Posted by: Captain Toke | Sep 24, 2005 5:07:10 PM
I think having an abortion will affect most girls much more profoundly than getting a tattoo.
That's right, but not having an abortion will affect them far more profoundly than having one. That's what my argument depends on.
Oh. That's right, dadahead.
Posted by: Neil the Ethical Werewolf | Sep 24, 2005 5:07:17 PM
Neil the ethical werewolf:
I didn't argue that having children would change your perspective, in fact having children hasn't changed mine. I have two daughters and I oppose parental notification laws. I support my daughters' right to determine when and how they become parents, without reservations and I support the right of other women to make their decisions without interference from me, the state, or anyone else. I did make the point my SIL made to me, and wanted to show that there are many ways of viewing the debate aside from the one first stated in the original essay which I thought was ezra's but see from the comments was yours.
As for Captain Toke, there is no point responding to such a virulent troll. But I think its worth pointing out that I am the aunt of two adopted non-white children, the aunt of an in-vitro fertilization child, and the prospective aunt of an older white child adopted through the DHS. I am also, of course, a liberal. I don't regard having children as a "punishment" that should/must be meted out for people having sex. I view a pregnancy as a sometimes unintended or unfortunate consequence of a sex act. Whether it is a blessing or a curse depends entirely on the outlook of the prospective parents and their rights are not, and should not be, conditional on the hypothetical desires of other potential parents who, after the fact, are given the right to refuse acceptance of the potential child.

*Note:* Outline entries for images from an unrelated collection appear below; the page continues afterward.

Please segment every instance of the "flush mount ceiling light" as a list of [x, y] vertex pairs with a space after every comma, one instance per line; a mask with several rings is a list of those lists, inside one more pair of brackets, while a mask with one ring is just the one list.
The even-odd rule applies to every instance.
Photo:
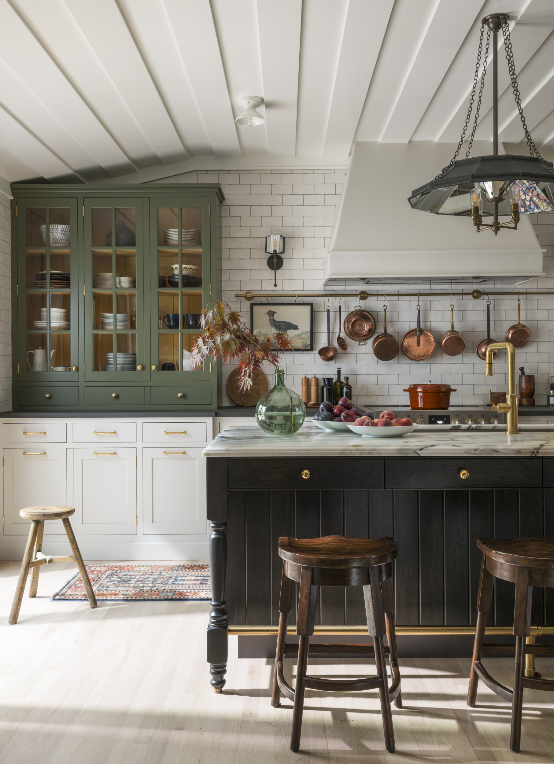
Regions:
[[241, 96], [238, 102], [245, 111], [235, 120], [237, 125], [246, 125], [248, 128], [255, 128], [258, 125], [264, 124], [265, 120], [256, 111], [263, 104], [263, 98], [259, 96]]
[[[533, 141], [525, 122], [521, 99], [517, 86], [516, 67], [514, 63], [512, 44], [508, 28], [507, 13], [494, 13], [485, 16], [481, 21], [479, 50], [477, 57], [473, 89], [469, 102], [465, 125], [462, 131], [458, 148], [448, 167], [440, 175], [425, 186], [412, 191], [408, 201], [414, 209], [436, 215], [467, 215], [471, 217], [478, 232], [493, 231], [494, 235], [501, 228], [517, 228], [520, 215], [549, 212], [554, 210], [554, 171], [552, 163], [541, 157]], [[485, 26], [487, 41], [483, 54], [483, 74], [477, 101], [477, 108], [469, 138], [465, 159], [456, 157], [465, 140], [465, 134], [471, 116], [477, 83], [479, 79], [483, 37]], [[498, 154], [498, 73], [497, 37], [502, 31], [506, 58], [514, 90], [514, 96], [523, 128], [530, 156]], [[483, 95], [487, 60], [492, 32], [493, 49], [493, 153], [486, 157], [469, 157], [473, 138], [479, 118], [481, 99]], [[498, 216], [510, 215], [510, 220], [501, 223]], [[490, 225], [483, 225], [483, 217], [492, 217]]]

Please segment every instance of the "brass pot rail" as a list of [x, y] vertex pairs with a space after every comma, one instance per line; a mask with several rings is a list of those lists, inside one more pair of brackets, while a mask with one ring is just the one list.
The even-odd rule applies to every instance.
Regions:
[[371, 292], [371, 293], [362, 290], [361, 292], [319, 292], [315, 294], [308, 292], [273, 292], [267, 293], [258, 292], [254, 294], [254, 292], [248, 290], [248, 292], [236, 293], [235, 296], [240, 297], [250, 303], [254, 297], [326, 297], [328, 299], [330, 299], [332, 297], [339, 297], [339, 299], [342, 297], [351, 297], [353, 299], [361, 301], [369, 299], [370, 298], [377, 299], [377, 297], [386, 297], [389, 299], [393, 299], [395, 297], [415, 297], [418, 294], [420, 297], [448, 297], [449, 296], [452, 296], [454, 297], [471, 296], [474, 299], [481, 299], [485, 295], [498, 297], [508, 297], [518, 294], [523, 296], [530, 296], [531, 295], [537, 294], [554, 295], [554, 290], [532, 290], [530, 291], [518, 290], [517, 292], [489, 292], [488, 290], [481, 292], [480, 289], [474, 289], [471, 292], [452, 292], [451, 290], [447, 290], [445, 292], [417, 292], [416, 290], [413, 290], [411, 292]]

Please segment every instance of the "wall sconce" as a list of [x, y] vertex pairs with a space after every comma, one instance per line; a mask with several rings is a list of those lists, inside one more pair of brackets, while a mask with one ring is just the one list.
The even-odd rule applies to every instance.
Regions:
[[285, 238], [279, 234], [271, 234], [265, 238], [265, 251], [270, 255], [267, 257], [267, 267], [271, 268], [274, 275], [275, 283], [274, 286], [277, 286], [277, 272], [283, 267], [283, 254], [285, 251]]

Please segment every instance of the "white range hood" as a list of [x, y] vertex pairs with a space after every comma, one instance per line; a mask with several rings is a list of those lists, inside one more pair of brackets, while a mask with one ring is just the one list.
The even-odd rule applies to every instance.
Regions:
[[[417, 281], [519, 283], [543, 275], [527, 215], [517, 231], [477, 233], [471, 219], [412, 209], [412, 190], [439, 174], [454, 144], [356, 141], [328, 254], [325, 284]], [[489, 142], [472, 154], [490, 154]], [[465, 151], [462, 152], [465, 155]]]

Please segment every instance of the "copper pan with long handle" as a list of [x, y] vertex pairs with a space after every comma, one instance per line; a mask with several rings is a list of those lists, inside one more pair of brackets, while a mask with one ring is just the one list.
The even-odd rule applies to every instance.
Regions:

For example, say I was pregnant with a horribly handicapped fetus and some virtuous family told me they'd adopt the child if I brought it to term. There is no guarantee that they wouldn't renege on that bargain after the birth. In fact, looking at the stats on people actually adopting special needs children, the chances are very low that they would adopt that child. And the same (despite heartrending articles in the wall street journal, goes for non-white and specifically african american children). And in the event that I die in childbirth, as still happens, is that hypothetical infertile couple going to raise my other children? going to care for my husband?

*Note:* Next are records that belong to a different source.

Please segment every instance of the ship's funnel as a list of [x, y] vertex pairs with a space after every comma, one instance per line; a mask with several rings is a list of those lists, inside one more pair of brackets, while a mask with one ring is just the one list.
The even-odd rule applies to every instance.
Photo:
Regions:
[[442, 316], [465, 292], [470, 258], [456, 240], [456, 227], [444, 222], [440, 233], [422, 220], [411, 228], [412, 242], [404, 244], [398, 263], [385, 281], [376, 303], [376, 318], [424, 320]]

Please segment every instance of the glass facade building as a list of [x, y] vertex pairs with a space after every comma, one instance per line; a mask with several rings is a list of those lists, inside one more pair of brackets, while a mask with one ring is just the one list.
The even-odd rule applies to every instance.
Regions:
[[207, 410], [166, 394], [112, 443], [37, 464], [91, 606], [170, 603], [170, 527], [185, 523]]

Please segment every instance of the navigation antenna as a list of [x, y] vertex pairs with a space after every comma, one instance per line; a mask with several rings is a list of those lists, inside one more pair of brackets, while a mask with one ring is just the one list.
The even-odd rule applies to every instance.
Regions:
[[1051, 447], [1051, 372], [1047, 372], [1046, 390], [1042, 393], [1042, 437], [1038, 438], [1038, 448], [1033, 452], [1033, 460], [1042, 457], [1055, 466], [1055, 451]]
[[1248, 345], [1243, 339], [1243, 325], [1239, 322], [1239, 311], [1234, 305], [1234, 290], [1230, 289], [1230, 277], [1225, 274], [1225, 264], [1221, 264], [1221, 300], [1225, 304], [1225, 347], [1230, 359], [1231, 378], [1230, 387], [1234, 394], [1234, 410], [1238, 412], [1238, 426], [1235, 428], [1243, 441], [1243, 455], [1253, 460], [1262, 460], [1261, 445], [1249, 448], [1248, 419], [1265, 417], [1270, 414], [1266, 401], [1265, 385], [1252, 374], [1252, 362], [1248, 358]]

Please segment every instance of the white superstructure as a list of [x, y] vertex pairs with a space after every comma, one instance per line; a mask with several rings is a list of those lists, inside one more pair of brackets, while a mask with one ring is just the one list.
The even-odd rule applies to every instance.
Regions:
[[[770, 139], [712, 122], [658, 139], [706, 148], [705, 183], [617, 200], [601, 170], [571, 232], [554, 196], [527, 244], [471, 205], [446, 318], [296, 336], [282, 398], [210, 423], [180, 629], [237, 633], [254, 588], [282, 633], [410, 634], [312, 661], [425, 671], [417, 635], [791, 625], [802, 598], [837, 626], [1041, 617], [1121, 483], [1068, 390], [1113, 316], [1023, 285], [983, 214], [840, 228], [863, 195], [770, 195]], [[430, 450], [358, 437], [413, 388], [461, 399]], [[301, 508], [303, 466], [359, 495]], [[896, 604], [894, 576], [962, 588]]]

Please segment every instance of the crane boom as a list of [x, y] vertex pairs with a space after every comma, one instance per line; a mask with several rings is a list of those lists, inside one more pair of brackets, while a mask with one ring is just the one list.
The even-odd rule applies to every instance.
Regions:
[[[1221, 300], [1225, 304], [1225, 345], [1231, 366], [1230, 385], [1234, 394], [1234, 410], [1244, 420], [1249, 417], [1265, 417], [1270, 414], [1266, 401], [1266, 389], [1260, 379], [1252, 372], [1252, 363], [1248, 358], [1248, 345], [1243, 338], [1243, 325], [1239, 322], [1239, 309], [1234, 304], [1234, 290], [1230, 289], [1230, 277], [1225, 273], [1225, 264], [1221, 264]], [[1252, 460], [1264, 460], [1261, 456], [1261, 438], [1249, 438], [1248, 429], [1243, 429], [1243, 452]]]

Trolls like you imagine that the abortion "debate" is all about punishing little girls for having sex before marriage. Its not, its about punishing all sexually active women, whether married or not, for desiring to have sex without producing a baby. If you aren't out there supporting planned parenthood and its contraceptive programs, demanding better sex education for children so they won't grow up to be ignorant trolls, if you personally aren't adopting cross-racially, across age groups, across all the social lines (yes, even adopting *gasp* a liberal child) please don't lecture the rest of us on what and how we should think.
aimai
Posted by: aimai | Sep 24, 2005 5:36:10 PM
Abortions by a minor without parental notification or parental consent is illegal in thirty two states.
Sexual activity by minors are illegal as well and that (and lack of family guidance) is what put them in this situation in the first place.
Posted by: Fred Jones | Sep 24, 2005 5:42:46 PM
Abortions by a minor without parental notification or parental consent is illegal in thirty two states.
And again, you compared abortion to drug use and drunk driving, which are illegal irrespective of age in fifty states.
At least you've compared abortion to actions that are completely criminal for all age groups in this country, so we can confirm what agenda you're really pushing with your parental consent advocacy.
Posted by: mds | Sep 24, 2005 5:46:57 PM
Alcohol is a drug you dolt!
Posted by: Captain Toke | Sep 24, 2005 5:58:59 PM
Captain Toke, you are mistaken, Norma McCorvey (of Roe vrs Wade fame) didn't have an abortion, her child was born before the Supreme Court ruled in her favor.